Le système nerveux autonome (ou végétatif) est responsable des fonctions automatiques de l’organisme (digestion, rythme cardiaque, transpiration…). Il comprend deux systèmes : les systèmes nerveux sympathique et parasympathique.

Ces deux systèmes contrôlent l’activité des organes internes par des actions opposées :

  • Le système sympathique répond au stress en préparant à l’action. Ce système est associé à l’activité de deux neurotransmetteurs : la noradrénaline ou norépinéphrine  et l’adrénaline ;
  • Le système parasympathique amène un ralentissement général des fonctions de l’organisme. L’activité de ce dernier est favorisée par la relaxation. Ce système est associé au neurotransmetteur acétylcholine (sur lequel agissent notamment les médicaments anticholinergiques). (psychomedia)

Le subspace dans les impacts

Après ces quelques informations neurologiques, il est plus simple de comprendre ce qu’il se passe lors d’un subspace dans une scène d’impacts.

Au départ, la personne dominante impacte le corps de la personne soumise. La douleur est somatique (le corps, donc elle est physique), la souffrance est l’intensité de la douleur, elle est psychique (elle est donc cérébrale).

  • Lorsque la douleur est égale à la souffrance, on a donc une représentation cérébrale parfaite de ce que le corps peut vivre.
  • Lorsque la douleur est différente de la souffrance, on a une représentation faussée de la ce que le corps peut vivre. Le cerveau est dans une sorte d’illusion :
    • Lorsque la douleur est supérieur à la souffrance.
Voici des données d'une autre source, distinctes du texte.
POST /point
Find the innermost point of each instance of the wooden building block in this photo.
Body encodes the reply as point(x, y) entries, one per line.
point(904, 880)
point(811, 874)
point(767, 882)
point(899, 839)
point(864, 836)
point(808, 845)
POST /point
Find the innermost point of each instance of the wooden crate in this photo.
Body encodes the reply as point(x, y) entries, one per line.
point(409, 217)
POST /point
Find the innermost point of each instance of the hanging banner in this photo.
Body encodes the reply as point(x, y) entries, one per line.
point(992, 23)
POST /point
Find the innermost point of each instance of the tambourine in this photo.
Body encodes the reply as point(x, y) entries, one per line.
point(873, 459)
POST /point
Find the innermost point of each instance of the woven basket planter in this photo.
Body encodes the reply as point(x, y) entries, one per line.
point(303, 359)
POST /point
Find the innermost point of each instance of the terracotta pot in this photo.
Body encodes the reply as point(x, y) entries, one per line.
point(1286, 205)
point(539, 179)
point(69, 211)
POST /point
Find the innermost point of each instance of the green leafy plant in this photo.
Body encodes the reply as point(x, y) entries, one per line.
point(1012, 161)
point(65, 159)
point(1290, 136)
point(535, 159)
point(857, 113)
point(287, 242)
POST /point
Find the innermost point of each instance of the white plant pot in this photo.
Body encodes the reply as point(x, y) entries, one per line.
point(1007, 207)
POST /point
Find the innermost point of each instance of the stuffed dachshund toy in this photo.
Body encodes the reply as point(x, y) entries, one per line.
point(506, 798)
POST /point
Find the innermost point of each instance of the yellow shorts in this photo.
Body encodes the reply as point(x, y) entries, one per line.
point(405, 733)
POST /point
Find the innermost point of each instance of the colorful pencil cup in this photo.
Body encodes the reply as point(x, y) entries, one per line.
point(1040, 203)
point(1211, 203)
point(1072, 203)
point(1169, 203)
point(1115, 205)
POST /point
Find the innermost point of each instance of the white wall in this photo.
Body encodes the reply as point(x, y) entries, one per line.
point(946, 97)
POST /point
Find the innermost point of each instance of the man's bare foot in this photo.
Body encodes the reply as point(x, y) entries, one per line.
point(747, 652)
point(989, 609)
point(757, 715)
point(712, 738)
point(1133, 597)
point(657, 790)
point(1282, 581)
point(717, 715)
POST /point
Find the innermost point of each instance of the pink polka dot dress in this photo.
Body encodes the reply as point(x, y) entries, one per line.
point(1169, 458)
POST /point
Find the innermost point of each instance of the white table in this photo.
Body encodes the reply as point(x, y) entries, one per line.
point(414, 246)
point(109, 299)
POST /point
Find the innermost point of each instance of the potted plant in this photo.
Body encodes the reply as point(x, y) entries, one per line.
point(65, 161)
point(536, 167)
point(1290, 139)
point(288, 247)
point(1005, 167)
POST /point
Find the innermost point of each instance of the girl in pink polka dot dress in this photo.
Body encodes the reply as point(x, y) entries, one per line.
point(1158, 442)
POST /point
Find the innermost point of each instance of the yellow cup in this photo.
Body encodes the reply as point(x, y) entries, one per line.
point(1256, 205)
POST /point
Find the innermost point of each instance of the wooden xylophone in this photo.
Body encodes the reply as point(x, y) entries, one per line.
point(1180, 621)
On est dans un subspace ;
    • Lorsque la douleur est inférieur à la souffrance.  On pourrait associer cela à une douleur psychogène.
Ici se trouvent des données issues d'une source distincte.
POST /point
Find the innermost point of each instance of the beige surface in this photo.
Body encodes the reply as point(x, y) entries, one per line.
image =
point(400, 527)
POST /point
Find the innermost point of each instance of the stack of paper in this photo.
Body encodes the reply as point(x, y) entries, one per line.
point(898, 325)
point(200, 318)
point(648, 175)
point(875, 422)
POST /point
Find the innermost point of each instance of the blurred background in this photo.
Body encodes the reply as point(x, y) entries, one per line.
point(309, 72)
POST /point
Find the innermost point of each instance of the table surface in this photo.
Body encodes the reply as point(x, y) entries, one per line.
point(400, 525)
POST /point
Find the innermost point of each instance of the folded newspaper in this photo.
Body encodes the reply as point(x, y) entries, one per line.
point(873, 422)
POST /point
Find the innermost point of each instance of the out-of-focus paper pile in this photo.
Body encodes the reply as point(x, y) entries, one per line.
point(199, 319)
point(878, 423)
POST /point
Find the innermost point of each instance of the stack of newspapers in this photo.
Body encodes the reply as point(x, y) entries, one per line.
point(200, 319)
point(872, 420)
Nous sommes, lors d’un subspace dans une scène d’impacts, dans une douleur qui est inférieur à la souffrance vécue par la personne soumise.

Comme le corps envoie par les neurones sensitifs du système nerveux somatique, une information au cerveau comme quoi il est en danger ! Il reçoit des impacts ! De ce fait le cerveau reptilien (le monde des instincts) fait que le corps et le cerveau vont se mettre en mode survie. C’est-à-dire, le cerveau va désalimenter les organes non vitaux tels que les bras, les jambes… et va réserver toute l’oxygène transporté par le sang aux organes vitaux.
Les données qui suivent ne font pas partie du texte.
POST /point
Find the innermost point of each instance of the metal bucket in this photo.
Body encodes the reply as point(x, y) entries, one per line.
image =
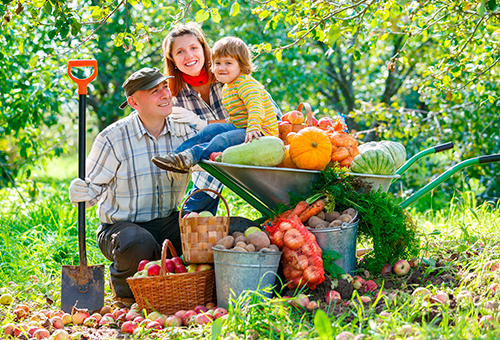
point(237, 271)
point(342, 240)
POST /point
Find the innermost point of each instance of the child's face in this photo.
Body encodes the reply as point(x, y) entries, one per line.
point(226, 69)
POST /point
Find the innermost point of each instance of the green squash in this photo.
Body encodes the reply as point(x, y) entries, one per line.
point(265, 151)
point(374, 161)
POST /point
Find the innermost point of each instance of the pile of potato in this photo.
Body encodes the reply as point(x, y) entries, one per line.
point(255, 241)
point(331, 219)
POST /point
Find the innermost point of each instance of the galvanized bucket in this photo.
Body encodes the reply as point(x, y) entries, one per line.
point(342, 240)
point(237, 271)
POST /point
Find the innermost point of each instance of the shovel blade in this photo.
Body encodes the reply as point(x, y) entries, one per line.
point(82, 287)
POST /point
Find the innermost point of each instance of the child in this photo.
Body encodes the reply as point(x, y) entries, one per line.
point(251, 113)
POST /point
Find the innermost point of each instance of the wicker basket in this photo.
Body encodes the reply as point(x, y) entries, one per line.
point(200, 234)
point(285, 129)
point(170, 293)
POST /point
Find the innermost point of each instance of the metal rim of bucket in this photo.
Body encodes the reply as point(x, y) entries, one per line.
point(346, 225)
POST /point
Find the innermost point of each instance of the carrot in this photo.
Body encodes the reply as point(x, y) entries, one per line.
point(299, 208)
point(313, 209)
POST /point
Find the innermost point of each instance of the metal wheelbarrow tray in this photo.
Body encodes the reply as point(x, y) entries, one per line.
point(265, 187)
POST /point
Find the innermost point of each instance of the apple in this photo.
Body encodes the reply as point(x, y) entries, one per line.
point(187, 316)
point(358, 282)
point(206, 214)
point(192, 267)
point(180, 269)
point(80, 316)
point(333, 297)
point(202, 267)
point(370, 286)
point(203, 319)
point(178, 261)
point(401, 267)
point(326, 122)
point(173, 321)
point(129, 327)
point(60, 334)
point(219, 312)
point(154, 270)
point(141, 266)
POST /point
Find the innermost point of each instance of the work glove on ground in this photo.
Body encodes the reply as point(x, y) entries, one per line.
point(183, 121)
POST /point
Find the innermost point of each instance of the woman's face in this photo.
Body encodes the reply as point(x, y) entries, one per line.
point(188, 55)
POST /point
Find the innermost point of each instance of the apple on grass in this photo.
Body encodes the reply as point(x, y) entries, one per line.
point(401, 267)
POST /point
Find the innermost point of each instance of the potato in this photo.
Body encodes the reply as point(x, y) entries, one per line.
point(336, 223)
point(250, 248)
point(350, 211)
point(321, 214)
point(259, 239)
point(241, 244)
point(313, 221)
point(322, 224)
point(241, 238)
point(332, 216)
point(274, 247)
point(237, 234)
point(227, 242)
point(345, 218)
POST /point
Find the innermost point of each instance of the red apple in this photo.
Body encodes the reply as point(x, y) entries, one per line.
point(169, 265)
point(200, 309)
point(173, 321)
point(178, 261)
point(333, 297)
point(201, 267)
point(401, 267)
point(154, 270)
point(219, 312)
point(129, 327)
point(142, 264)
point(187, 316)
point(180, 269)
point(203, 319)
point(326, 122)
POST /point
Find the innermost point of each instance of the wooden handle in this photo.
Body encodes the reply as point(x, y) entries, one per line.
point(215, 192)
point(166, 245)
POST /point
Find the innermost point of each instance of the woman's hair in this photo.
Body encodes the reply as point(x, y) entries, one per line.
point(234, 48)
point(176, 84)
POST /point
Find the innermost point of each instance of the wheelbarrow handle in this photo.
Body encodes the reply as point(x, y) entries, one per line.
point(82, 83)
point(444, 176)
point(434, 149)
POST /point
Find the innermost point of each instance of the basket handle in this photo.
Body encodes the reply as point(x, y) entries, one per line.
point(215, 192)
point(166, 245)
point(308, 112)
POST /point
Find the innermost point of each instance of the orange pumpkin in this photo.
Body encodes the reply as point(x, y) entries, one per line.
point(311, 149)
point(344, 148)
point(287, 162)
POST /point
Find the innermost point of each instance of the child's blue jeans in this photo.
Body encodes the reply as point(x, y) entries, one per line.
point(213, 138)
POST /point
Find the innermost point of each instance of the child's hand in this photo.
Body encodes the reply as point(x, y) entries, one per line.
point(251, 135)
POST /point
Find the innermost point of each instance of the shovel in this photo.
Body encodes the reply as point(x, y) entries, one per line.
point(82, 286)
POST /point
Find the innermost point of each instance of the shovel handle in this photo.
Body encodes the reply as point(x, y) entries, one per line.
point(82, 83)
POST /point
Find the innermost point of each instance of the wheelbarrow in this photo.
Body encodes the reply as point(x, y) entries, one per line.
point(264, 188)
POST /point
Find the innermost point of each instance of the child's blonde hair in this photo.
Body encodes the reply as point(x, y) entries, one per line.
point(235, 48)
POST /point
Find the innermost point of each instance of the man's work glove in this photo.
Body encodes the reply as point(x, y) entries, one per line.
point(79, 191)
point(183, 121)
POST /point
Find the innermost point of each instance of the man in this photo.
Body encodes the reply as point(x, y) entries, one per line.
point(137, 202)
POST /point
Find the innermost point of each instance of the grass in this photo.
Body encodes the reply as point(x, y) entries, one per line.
point(38, 235)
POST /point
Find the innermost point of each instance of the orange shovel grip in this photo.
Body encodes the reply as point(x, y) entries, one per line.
point(82, 83)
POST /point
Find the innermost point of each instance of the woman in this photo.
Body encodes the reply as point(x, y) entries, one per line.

Le cerveau consomme environ 25% de l’oxygène que l’on respire. Lors d’un subspace dans des impacts, la personne soumise n’est pas dans un stress. La respiration est ralentie par le système parasympathique. Si les organes non vitaux sont mis en état de sommeil, ils auront moins d’oxygène, et l’oxygène sera acheminé vers les organes vitaux. Le taux d’oxygène va donc augmenter dans le cerveau, il sera supérieur à 25%. Le cerveau sera en hyperoxie, une forme d’hyperventilation qui apportera une accélération de la pensée, des hallucinations, et une diminution des réflexes respiratoires.  L’augmentation du taux d’oxygène est donc un phénomène puissant, mais dangereux lorsqu’il est entre les mains d’une personne qui ne sait pas l’effet et les conséquences de ce qu’il produit !

Lors d’un subspace, le cerveau va dérégler le rythme cardiaque ainsi que respiratoire et peut dans certains cas provoquer des hallucinations assimilables à la prise de drogues. Le risque le plus fréquent est que la personne soumise cède à la panique avec les risques inhérents : chute, chocs, traumatisme, etc. Elle peut tomber en syncope aussi.

Le manque d’oxygène dans ses membres va avoir comme effet que ses jambes, son corps vont se dérober sous son propre poids. La personne tombera au sol de la même manière qu’une serviette de bain. Mais le manque d’oxygène dans le corps aura aussi l’effet d’une anesthésie, la douleur sera moins ressentie, moins d’informations par le système nerveux somatique seront transmises au cerveau. Ce qui aura pour effet d’avoir une souffrance moindre que la douleur.

Lors d’une suspension, lors d’un subspace, le manque d’oxygène dans le corps peut produire une forme d’anesthésie aussi. La douleur sera moins ressentie. Moins d’informations par le système nerveux somatique seront transmises au cerveau. Une des raisons pour lesquelles il ne faut jamais laisser trop longtemps une personne suspendue dans des cordes.

Il nous manque des données cliniques et scientifiques pour argumenter et démontrer cette théorie que je viens de décrire. Théorie qui se base sur ma propre expérience lors de scène d’impacts ou de cordes.